Car si un syndicat n’est pas représenté dans une entreprise, il est difficile de négocier. Ce n’est qu’en étant présent dans l’entreprise qu’on peut représenter ceux qui y travaillent, que vous pouvez leur donner une voix, que vous pouvez soutenir les travailleurs, les informer et garantir de meilleurs salaires et conditions de travail.
Plus vous avez de membres dans cette entreprise, plus votre voix est forte au sein de l’entreprise. C’est pourquoi il est si important d’organiser le personnel au sein des sociétés de plateforme.
Ensemble on est plus forts, ce n’est pas pour rien le slogan de la FGTB ! Nous avons donc une vision claire du travail syndical et de la concertation sociale. Les travailleurs de plateformes ont quatre revendications principales : améliorer des conditions de travail ; améliorer leur statut et être reconnus comme des ouvriers, faire entendre leur voix par le biais du dialogue social et pouvoir s’organiser dans un syndicat.
L’accord est un premier pas
Avec l’accord que nous avons conclu avec Uber, nous réalisons deux de ces quatre demandes, donc 50 %, et nous sommes bien décidés de continuer le combat pour les autres revendications. Ceux qui se mettent de côté et qui veulent tout ou rien ne réalisent pas de progrès pour les 5 000 travailleurs d’Uber. C’est la mission essentielle d’un syndicat : organiser les travailleurs et veiller à ce qu’ils s’en sortent de mieux en mieux. Pour l’UBT-FGTB, Uber est un employeur comme beaucoup d’autres.

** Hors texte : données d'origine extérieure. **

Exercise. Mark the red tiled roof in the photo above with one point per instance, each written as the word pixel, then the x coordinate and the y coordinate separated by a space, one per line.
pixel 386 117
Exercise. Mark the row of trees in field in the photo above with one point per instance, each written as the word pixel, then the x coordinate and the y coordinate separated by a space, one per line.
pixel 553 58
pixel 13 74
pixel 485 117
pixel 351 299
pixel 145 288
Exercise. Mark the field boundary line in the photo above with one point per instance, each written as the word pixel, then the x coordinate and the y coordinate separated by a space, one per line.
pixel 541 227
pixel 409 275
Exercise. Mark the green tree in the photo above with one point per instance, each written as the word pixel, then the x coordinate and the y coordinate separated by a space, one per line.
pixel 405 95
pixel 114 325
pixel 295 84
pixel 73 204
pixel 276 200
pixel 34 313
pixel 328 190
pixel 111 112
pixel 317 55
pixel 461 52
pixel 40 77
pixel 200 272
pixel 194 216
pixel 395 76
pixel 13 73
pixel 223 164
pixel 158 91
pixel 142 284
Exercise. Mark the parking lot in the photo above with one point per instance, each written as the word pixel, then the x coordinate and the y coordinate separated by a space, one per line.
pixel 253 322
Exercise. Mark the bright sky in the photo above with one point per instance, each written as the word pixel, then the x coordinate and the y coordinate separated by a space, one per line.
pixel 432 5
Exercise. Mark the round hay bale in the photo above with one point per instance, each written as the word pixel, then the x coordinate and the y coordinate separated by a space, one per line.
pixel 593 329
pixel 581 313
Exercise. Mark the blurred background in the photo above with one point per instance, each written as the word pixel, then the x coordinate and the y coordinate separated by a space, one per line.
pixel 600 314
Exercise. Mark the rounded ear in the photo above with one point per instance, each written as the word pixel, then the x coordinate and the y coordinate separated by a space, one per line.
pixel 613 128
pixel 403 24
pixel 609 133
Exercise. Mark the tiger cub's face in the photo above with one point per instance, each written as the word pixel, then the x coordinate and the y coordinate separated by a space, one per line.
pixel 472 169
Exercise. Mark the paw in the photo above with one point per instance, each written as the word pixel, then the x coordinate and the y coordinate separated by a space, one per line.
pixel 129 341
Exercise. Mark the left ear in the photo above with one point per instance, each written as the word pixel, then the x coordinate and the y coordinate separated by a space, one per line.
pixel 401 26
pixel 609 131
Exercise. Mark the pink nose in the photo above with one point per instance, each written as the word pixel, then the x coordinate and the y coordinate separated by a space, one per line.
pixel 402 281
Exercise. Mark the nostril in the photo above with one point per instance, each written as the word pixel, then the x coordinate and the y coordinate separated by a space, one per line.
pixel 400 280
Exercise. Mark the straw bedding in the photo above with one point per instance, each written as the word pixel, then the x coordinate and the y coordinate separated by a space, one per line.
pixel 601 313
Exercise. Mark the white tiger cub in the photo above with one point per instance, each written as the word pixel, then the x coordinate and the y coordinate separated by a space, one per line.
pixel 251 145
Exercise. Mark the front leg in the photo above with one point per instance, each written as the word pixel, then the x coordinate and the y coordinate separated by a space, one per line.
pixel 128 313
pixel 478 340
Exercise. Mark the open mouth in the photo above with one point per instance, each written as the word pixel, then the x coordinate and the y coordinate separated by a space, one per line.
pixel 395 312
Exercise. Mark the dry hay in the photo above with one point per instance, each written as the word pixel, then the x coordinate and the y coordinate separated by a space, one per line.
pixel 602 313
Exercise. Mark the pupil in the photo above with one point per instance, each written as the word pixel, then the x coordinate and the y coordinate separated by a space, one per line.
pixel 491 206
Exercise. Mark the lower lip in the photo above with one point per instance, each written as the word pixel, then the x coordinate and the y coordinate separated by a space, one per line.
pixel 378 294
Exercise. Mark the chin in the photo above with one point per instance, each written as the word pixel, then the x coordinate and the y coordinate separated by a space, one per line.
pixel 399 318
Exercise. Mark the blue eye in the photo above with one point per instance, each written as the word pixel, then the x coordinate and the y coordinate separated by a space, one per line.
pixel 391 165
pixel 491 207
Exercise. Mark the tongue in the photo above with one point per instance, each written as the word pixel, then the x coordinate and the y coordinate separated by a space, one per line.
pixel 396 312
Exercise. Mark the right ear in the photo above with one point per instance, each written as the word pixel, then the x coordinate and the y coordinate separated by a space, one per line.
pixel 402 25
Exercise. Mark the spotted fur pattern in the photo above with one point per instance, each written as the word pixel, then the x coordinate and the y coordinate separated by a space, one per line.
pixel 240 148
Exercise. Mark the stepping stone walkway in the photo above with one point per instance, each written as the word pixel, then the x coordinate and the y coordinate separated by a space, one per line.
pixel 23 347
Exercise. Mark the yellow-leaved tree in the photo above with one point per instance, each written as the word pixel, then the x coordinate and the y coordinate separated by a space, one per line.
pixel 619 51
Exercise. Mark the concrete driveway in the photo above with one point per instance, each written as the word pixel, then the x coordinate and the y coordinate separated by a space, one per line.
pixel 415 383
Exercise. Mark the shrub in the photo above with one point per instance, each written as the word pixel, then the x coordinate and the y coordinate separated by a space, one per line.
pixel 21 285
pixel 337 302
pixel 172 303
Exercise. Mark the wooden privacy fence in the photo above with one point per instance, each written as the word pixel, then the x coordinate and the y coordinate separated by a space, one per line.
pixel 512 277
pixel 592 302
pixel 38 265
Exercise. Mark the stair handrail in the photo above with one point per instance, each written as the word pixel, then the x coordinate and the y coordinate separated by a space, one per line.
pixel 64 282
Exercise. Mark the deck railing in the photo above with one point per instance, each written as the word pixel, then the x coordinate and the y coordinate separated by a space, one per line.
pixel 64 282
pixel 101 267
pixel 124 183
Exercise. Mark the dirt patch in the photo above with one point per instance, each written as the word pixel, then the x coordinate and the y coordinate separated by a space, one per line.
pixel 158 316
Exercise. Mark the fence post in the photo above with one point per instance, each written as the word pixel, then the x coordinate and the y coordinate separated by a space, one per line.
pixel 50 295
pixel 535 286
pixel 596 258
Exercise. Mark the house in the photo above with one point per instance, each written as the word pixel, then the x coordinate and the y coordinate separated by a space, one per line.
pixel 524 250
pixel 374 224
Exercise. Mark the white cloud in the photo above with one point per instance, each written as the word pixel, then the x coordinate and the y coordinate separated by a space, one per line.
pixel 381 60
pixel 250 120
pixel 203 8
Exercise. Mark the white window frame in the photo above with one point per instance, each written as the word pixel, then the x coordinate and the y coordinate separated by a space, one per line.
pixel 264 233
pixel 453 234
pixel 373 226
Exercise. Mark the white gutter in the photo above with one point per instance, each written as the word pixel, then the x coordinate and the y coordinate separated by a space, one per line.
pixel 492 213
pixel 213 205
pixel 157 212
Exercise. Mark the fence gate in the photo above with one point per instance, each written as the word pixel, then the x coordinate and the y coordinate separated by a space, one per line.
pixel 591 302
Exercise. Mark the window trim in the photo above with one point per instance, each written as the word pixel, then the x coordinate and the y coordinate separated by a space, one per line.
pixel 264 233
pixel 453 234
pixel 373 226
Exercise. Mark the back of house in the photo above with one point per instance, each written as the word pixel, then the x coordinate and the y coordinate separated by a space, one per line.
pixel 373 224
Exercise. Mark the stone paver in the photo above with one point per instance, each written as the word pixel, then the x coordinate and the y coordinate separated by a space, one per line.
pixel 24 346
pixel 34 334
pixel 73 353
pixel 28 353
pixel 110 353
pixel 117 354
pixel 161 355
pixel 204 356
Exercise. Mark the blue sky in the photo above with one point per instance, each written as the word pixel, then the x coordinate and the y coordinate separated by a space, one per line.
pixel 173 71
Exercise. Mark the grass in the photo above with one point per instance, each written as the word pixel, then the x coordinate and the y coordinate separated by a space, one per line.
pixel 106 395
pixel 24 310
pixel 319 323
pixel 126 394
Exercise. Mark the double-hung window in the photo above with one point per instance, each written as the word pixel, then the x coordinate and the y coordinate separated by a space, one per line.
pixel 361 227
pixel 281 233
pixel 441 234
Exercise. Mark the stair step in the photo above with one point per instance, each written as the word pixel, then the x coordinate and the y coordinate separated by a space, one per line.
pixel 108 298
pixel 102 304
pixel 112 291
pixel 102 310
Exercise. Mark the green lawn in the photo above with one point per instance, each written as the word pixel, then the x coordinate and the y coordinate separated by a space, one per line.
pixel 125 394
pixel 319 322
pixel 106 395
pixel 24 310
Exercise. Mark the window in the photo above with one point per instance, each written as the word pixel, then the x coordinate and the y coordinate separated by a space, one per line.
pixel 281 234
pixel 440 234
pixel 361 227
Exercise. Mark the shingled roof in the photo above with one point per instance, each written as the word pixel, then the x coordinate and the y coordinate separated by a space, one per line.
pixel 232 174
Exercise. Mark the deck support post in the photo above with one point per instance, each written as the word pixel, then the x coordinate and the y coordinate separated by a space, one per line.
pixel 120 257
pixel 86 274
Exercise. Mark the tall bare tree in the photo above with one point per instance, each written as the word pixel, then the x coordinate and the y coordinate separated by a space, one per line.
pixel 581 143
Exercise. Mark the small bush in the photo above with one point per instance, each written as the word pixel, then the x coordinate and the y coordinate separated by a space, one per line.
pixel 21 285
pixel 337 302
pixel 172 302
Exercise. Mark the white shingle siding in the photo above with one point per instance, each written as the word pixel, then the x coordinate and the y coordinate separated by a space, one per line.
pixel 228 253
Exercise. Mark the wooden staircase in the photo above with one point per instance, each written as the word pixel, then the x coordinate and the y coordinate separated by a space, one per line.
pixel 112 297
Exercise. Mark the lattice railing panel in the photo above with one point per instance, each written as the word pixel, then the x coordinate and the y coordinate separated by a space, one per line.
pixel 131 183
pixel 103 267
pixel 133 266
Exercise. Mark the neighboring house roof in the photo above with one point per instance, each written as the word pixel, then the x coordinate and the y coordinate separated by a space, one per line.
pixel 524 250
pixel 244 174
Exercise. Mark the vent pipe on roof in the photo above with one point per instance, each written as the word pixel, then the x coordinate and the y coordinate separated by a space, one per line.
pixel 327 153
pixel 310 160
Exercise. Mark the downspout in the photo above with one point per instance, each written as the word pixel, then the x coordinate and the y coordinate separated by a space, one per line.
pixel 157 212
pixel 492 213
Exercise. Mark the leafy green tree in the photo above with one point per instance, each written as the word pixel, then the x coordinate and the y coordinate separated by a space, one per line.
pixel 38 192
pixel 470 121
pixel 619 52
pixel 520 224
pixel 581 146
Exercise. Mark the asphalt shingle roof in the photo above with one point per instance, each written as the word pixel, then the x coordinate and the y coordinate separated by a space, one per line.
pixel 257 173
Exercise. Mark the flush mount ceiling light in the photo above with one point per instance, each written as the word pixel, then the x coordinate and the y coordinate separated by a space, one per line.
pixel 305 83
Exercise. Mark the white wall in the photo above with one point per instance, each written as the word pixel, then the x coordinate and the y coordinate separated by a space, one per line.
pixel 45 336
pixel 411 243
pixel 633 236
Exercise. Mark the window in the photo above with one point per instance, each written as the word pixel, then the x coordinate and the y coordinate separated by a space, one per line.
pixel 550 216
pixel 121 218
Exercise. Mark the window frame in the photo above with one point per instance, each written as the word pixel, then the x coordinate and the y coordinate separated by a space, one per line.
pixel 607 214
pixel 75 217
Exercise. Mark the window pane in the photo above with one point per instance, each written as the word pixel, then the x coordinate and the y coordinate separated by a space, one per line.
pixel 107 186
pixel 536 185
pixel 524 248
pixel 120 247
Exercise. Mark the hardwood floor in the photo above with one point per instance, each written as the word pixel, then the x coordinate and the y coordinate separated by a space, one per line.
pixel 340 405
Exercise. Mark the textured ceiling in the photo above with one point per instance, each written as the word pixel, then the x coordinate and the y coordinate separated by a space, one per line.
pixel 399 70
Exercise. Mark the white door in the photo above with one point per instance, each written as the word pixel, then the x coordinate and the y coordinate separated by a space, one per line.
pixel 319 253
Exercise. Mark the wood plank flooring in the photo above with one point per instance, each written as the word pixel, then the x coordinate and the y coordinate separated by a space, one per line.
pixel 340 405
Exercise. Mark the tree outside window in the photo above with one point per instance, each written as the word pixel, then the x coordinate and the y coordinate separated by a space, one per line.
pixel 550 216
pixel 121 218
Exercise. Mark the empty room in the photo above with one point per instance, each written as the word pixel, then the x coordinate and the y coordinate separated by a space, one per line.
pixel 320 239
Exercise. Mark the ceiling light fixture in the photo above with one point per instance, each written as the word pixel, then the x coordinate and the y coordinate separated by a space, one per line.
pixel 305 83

Un exemple ? Une des plus grandes entreprises dans le transport de marchandises en Belgique se comporte de façon tout à fait inacceptable, organise le dumping social, et risque de se faire condamner pour trafic d’êtres humains. Les organisations syndicales ne se mettent pas de côté, mais restent présentes dans cette entreprise. En faisant des accords pour les travailleurs qui y travaillent, mais en restant tout autant extrêmement critique vis-à-vis de l’entreprise. Le même raisonnement nous motive chez Uber. Cela reste une entreprise dont nous combattons le modèle commercial, mais en même temps nous voulons donner aux travailleurs d’Uber ce dont ils ont droit : un syndicat qui se bat pour leurs intérêts.
La concertation sociale, c’est se mettre autour de la table ensemble dans l’intérêt des personnes qui travaillent pour l’entreprise. Ceux qui ont un problème avec cela devraient examiner la pertinence de leur propre travail. Ceux qui ne veulent pas s’engager dans le combat syndical au sein des entreprises de plateforme comme Uber commettent une grave erreur stratégique. Affilier les travailleurs de plateforme à notre syndicat ne fera qu’accroître notre impact, et nous mettra dans une position de contre-pouvoir. Cela est vrai dans toutes les entreprises, y compris Uber. Parce que nous, on fait notre boulot : négocier quand c’est possible, et se battre quand c’est nécessaire.
(Image de la vignette et dans l’article sous CC-BY 2.0 ; manifestation syndicale en septembre 2012, prise par le Secta.)